Published online by Cambridge University Press: 05 June 2012
Introduction
American business organization appears exceptional from a cross-national perspective. Whereas most other advanced nations created a single peak employers’ association to represent business interests, the United States developed two umbrella organizations by 1912 that have competed for power for the past 100 years. The first of these, the National Association of Manufacturers (NAM), initially sought to cooperate with labor and the state, and then led the corporate attack on its former allies. Thus, one wonders why America developed a pattern of fragmentation and redundancy with its multiple umbrella organizations – at a time when other countries were consolidating business representation into unitary organizations – and why NAM switched positions and used coordination to resist rather than to work with the state and labor.

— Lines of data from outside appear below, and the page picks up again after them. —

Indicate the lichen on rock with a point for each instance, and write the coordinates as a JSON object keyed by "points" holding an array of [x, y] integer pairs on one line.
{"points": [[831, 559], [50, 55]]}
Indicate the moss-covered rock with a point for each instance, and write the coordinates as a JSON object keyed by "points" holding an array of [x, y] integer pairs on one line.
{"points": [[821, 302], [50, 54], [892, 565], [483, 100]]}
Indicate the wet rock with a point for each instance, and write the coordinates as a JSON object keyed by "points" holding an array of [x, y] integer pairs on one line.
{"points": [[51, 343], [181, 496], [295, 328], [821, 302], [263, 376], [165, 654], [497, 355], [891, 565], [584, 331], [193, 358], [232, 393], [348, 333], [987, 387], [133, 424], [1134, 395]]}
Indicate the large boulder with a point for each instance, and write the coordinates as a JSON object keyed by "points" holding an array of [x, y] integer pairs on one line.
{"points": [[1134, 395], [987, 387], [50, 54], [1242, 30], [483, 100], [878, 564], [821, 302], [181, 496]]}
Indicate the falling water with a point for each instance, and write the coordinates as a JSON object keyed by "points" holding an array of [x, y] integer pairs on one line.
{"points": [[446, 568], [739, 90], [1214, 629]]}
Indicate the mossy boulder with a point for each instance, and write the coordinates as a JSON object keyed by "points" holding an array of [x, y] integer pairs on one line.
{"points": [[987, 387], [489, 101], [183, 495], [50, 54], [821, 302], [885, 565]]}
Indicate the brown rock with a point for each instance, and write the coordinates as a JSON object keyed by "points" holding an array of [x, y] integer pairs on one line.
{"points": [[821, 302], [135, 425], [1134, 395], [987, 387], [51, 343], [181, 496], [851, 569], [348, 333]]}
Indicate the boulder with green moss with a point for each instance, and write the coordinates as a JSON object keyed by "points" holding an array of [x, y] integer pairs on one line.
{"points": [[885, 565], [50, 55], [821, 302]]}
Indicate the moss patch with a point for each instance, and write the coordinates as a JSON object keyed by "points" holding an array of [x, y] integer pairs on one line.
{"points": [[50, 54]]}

As with Britain, the American experience initially seems easy to explain: A neoliberal, individualistic cultural imperative drove political and economic development. An immense and regionally diverse terrain complicated collective action by employers and a huge domestic market diminished the need for cooperative supports in foreign markets. Weak, craft-based unions did not motivate high levels of business coordination to resist labor, and the absence of an influential guilds tradition worked against the collective production of worker skills. Yet NAM’s puzzling early trajectory does not mesh with the foundation myth of the triumph of American exceptionalism: At its inception, NAM organizers sought to become an encompassing, corporatist peak association to represent all of business and held policy positions (for skills and nonmarket coordination) similar to those of contemporaneous European manufacturers. NAM’s distrust of labor and the state developed only with a sea change, a decade into its organizational life.